2018年5月7日月曜日

記事紹介|未来を生きる子どもたちのため

たとえばウミガメがなぜ泣いているのか。子どもたちは知っています。ウミガメの未来は子どもたちの未来。未来を生きるのは、子どもたちなのだから。

リサイクルの“最終走者”といわれたその都市が「ごみ非常事態」を宣言したのは、1999年2月のことでした。名古屋市です。

ごみの処理量が年間百万トンを超え、市と市民はそれまでにない勢いで、分別や、リサイクルに取り組みました。その結果、二十世紀最後の二年で、処理量を23%、埋め立て量を47%、減らすことができました。

ここ数年の処理量は約60万トンで推移、安定しています。

でもそれで、ごみ問題が終わったわけではありません。

あれから20年、「次世代へつなぐ思い」というタイトルのDVDを制作し、今月、市内のすべての小、中、高校に環境教育の教材として配布する予定です。

オリジナルのエコソングやエコダンス…。とりわけ印象的なのが、市内の小学校で収録された4年生のモデル授業の模様です。

最初は国語。テーマは「海の環境」です。教科書は閉じたまま。先生がクラスに問い掛けます。

「ウミガメは絶滅の恐れがある生き物です。なぜでしょう」

一斉に手が挙がり、一人の男子が答えます。

「人間が海にレジ袋なんかを捨てて、ウミガメが、それをクラゲと思って食べちゃって、のどにつかえて死んじゃう可能性もある」。正解です。先生が解説します。

「ここからあまり遠くない遠州灘の砂浜に、ある年一頭のオサガメの死体が打ち寄せられました。おなかを開くと、プラスチックのごみが34枚も…」

年間8百万トンのプラごみが海に捨てられると知って、みんな、「えー」と驚き、「かわいそう」と同情し、「ひどいよ」と怒ります。

環境に共感するチカラ

続いて体育、表現運動の時間です。ウミガメの生態を全身で表現します。体育館の中を所狭しと泳ぎ回る子どもたち。そこへ先生が本物のレジ袋をばらまいて「食べてみよう」と告げるのです。

子どもたちは「いやだ」「苦しい」と言いながら、表情をゆがめ、もがいて、悲鳴を上げる-。

「かわいそう」から「苦しい」へ、ウミガメになりきって、いつの間にか一人称に、傍観者ではなく当事者になっています。

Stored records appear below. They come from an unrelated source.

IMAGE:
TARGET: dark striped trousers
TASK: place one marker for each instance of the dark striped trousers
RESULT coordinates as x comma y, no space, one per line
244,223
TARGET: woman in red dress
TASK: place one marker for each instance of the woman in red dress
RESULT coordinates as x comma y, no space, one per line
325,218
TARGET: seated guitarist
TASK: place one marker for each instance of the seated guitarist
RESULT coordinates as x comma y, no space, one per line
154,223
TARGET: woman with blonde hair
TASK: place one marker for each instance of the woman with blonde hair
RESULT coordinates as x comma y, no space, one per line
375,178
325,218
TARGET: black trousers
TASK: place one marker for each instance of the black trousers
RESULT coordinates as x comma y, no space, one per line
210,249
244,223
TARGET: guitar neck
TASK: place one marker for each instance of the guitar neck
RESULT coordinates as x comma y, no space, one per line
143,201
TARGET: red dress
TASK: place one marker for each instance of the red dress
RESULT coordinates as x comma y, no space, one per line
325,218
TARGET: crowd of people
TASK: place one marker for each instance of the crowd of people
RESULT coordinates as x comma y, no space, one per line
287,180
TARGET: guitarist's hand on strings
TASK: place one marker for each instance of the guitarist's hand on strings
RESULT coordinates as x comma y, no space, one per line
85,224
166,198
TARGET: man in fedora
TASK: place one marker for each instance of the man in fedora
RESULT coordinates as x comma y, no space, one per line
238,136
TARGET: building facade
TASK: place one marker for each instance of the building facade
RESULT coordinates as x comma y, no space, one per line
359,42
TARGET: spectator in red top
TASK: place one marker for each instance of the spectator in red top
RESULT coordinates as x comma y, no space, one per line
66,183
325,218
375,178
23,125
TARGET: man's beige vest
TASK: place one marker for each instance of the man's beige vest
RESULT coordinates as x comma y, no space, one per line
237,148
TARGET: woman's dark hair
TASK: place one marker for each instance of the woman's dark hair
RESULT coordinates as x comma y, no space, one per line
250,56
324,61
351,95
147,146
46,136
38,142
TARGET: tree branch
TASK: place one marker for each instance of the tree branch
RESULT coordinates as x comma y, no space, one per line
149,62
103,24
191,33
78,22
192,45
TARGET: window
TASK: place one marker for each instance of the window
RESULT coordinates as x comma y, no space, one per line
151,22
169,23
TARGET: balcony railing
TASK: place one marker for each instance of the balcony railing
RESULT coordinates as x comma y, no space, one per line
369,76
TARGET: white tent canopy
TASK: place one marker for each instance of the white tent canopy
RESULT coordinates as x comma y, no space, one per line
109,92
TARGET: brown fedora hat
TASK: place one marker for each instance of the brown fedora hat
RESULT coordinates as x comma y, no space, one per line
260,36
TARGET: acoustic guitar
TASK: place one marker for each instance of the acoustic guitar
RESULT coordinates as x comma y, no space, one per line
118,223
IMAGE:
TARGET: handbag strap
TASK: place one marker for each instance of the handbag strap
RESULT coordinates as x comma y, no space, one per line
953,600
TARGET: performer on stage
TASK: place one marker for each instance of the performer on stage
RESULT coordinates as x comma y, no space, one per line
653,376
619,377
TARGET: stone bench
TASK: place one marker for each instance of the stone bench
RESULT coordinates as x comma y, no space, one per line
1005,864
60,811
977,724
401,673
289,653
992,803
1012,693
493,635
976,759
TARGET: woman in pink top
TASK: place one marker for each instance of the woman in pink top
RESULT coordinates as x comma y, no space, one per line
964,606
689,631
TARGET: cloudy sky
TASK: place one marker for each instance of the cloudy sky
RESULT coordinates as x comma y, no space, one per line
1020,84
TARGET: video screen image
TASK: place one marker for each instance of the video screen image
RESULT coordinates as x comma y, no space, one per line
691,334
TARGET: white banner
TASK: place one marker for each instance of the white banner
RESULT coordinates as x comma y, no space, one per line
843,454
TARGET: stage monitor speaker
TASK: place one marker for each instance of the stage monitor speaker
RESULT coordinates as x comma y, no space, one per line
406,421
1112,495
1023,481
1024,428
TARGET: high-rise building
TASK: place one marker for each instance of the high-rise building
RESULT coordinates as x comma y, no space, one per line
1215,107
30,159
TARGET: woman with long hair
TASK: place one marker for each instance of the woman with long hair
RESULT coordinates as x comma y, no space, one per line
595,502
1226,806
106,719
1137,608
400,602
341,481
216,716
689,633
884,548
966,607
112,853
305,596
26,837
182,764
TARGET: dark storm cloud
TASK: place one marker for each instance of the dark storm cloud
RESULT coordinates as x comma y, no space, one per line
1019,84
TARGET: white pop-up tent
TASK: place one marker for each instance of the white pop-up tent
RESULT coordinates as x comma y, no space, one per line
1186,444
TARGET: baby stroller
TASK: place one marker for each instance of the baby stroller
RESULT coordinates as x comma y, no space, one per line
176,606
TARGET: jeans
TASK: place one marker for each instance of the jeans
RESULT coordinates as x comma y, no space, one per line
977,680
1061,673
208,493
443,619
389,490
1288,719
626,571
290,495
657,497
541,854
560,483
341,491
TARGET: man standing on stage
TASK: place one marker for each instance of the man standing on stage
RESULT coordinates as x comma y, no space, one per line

小学4年の環境や命に対する想像力、共感力には脱帽です。

授業を終えてみんなで「思い」をしたためました。「どんな海でも30年後はきれいにする!」と。彼らはきっと、その約束を守ってくれることでしょう。

映像を見ながら思い出していたのが、あの伝説のスピーチです。

1992年6月、ブラジル・リオデジャネイロで開かれた国連環境開発会議(地球サミット)の本会議場。当時12歳の少女だった日系カナダ人四世のセバン・スズキさんが、世界の指導者を沈黙させた珠玉の言葉。

今日の私の話には裏も表もありません。なぜって、私が環境運動をしているのは私自身の未来のため。自分の未来を失うことは、選挙で負けたり、株で損をしたりするのとはわけが違うんですから。私がここに立って話をしているのは、未来を生きる子どもたちのためなのです-

今ごみを出し続ければ、そこに埋もれてしまうのは、未来を生きる子どもたち。資源をむさぼり続ければ、貧困や飢えにあえぐのは、子どもたち。今原発を減らさなければ、ふるさとを再び失う恐れがあるのは、子どもたち。この国が戦争のできる国になったら、戦場へ行くのは、子どもたち…。

私たち、大人ではありません。

いらかの波と雲の波

どうやら政治家の皆さんは、今を取り繕うのに忙しく、未来を語る余裕がありません。私たちには未来への想像力が足りません。

ウミガメ同様、こいのぼりが少なくなったといわれます。

もし押し入れにでも眠っていれば、今から揚げてみませんか。

そして想像してみてほしい。一番下の「小さいヒゴイ」が、何を夢見て、どこへ泳いで行こうとしているか。たまには、ゆったり。